There were some mean-looking heavily tatooed fellows hanging from the railings and a gentle waft of marijuana tinged the early evening air. There was a line of policemen at the back of the stand sporting an array of moustaches of the variety I’ve only ever seen displayed by Latin American policemen.

And the Banfield fans, decked in green and white, had come in numbers from their industrial suburb south of Buenos Aires.

But elsewhere, with the season still fresh out of its wrapping, the barrabrava had been doing their worst.
At the Boca Juniors training ground their goalscoring hero, a man who sweats blue and yellow blood for the team, Martin Palermo, was threatened by seven fans who called him a traitor for saying nice things, gentlemanly, sportsmanlike things, about a rival club.

“Who sent you?” asked Palermo, knowing they wouldn’t have bypassed the training ground security without some inside help. He once dedicated a goal to Rafa Di Zeo, a friend and former boss of the Boca barrabrava, now on day-release from prison where he’s serving time for beating up rival fans during a supposedly friendly match. While Di Zeo is out of action, a new man, Mauro Martin, has filled the void and there’s talk of a third faction edging into any spare gaps left on the terraces.

Boca 'fan' Rafa Di Zeo

Boca 'fan' Rafa Di Zeo

The battle for control of the barrabrava over at city rivals River Plate has spilled out onto the streets, with organised pitched battles and one ‘lieutenant’ being shot dead in a hit worthy of a Colombian drug gang.

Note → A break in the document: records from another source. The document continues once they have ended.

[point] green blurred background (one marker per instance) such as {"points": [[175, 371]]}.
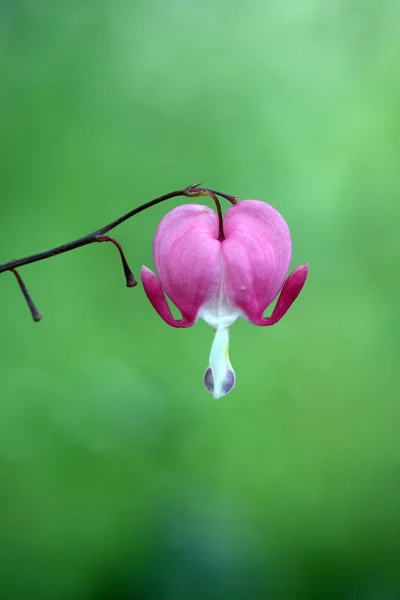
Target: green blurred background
{"points": [[120, 477]]}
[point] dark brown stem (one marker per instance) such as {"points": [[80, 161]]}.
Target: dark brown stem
{"points": [[36, 316], [193, 191]]}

The so-called fans at South American champions, Estudiantes, have also been in action. Last week, they went looking for former Manchester United and Chelsea player, Juan Sebastian Veron. They wanted to discuss the weekend’s derby match between Estudiantes and their La Plata city rivals, Gimnasia. Their spokesman was a man called Omar Alonso, recently released from fifteen years in prison for killing a taxi driver and drug dealing. Not the kind of man I’m inviting to my birthday party.

At the very least the barrabrava demand that the players give them tickets and free shirts. The clubs sometimes pay their travel and accommodation costs for away matches. One particularly influential bunch had an all-expenses paid trip to Germany for the 2006 World Cup.

In return, they promise security, loud support for the team and block votes for the candidates in the always keenly fought elections for club president. Let’s face it, if you’re too old, fat or useless to play the game, wouldn’t running your own local club do instead?

And because of this support, because the barrabrava have friends in the police force and in politics, in some cases are members of the police force or work for their local council or trade union, there is little talk about bringing them into line. Whenever they get out of control and there’s a killing or a players’ bus is attacked, there’s a lot of muttering and mumbling about doing something to curtail their influence. But generally they’re left to fight amongst themselves.
I could see none of that from where I stood behind the goal at the Diego Armando Maradona stadium. Simply a lot of noise and flag-waving which is just how it should be. I also saw Santiago Silva put the visitors ahead early on after a defensive blunder by Argentinos.

Gabriel Hauche, developing into a crowd favourite, put the home side back on level terms in the second half and one-one is how it ended – although Argentinos Juniors were probably lucky to escape with a point after some goal-line scares.

So two draws from two games. And I’ve staked my place on the terrace, just to the right of the goal, about fifteen steps up, to the right of the grannies, just behind where a couple spent most of the game snogging and to the left of a gaggle of very small children who accidently hit me often with long Argentinos Juniors balloons that they were given at the start of the game.